A number of callers questioned whether it is unfair that people who have emigrated can also get the money.
"Why don't you set restrictions to only give money to those who have been living here for not less than 8 months in the past year? I think this restriction is very simple, and can leave out hundreds of thousands of people, and can save a lot of money,” one caller asked Chan.
Chan said figures from the Immigration Department show there are close to 7 million Hong Kong permanent residents. He said while the department knows how many people have left the city; it doesn’t know why they have left.
He said the administrative procedures to screen out some people would be complicated.
“Some people left to study overseas, some have moved to live at a cheaper place,” he said.
“It’s doable, if I wanted to impose restrictions on who can get the money, but it wouldn't be easy. It would take a long time. I wouldn’t be able to give residents the money quickly,” said the finance chief.
He said such a move would also impact on the government’s plan to boost spending and revive the economy.
He added that the government would discuss with the business sector on the possible introduction of promotional events to attract Hong Kong residents who have emigrated to come back and spend.
Another woman, who said she had recently moved to Hong Kong from the mainland, accused the Financial Secretary of discriminating against people like her.
"I think the secretary's budget has elements of discrimination against new immigrants. We don't get the money just because we are not permanent residents," she said.
"But do you understand we leave home every morning before 5 to go to work and return home at 7 in the evening? We work so hard everyday to serve Hong Kong: why do we not get any benefits?" she asked.

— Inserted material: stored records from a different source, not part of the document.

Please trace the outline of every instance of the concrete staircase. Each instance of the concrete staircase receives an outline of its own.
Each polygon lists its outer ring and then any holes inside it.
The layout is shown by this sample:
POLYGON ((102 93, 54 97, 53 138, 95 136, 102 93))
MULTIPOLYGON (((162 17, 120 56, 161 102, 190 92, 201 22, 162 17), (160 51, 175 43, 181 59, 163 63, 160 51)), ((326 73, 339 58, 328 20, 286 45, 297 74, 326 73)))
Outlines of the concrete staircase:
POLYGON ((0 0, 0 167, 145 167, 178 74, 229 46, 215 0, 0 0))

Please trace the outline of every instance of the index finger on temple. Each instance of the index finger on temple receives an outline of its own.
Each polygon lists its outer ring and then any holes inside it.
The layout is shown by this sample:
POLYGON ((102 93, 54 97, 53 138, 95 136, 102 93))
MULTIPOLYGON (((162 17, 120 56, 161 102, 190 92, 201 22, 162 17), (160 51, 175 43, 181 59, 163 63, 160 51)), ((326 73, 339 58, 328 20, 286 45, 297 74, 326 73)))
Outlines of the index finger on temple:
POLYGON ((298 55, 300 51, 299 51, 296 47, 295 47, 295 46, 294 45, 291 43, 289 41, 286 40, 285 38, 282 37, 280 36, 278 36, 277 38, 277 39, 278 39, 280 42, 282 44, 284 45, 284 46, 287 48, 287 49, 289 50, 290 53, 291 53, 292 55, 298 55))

The Financial Secretary denied that the cash handout is discriminatory.
He said if everyone who lives and works in Hong Kong was entitled to the HK$10,000, then foreign domestic helpers and foreign students studying here would also benefit, and this he said may not be a suitable arrangement.
One caller criticised the financial secretary for not learning from the experience of 2011 when his predecessor, John Tsang, was also criticised for giving a HK$6,000 handout to people who no longer live in Hong Kong. He urged the secretary to amend his plan.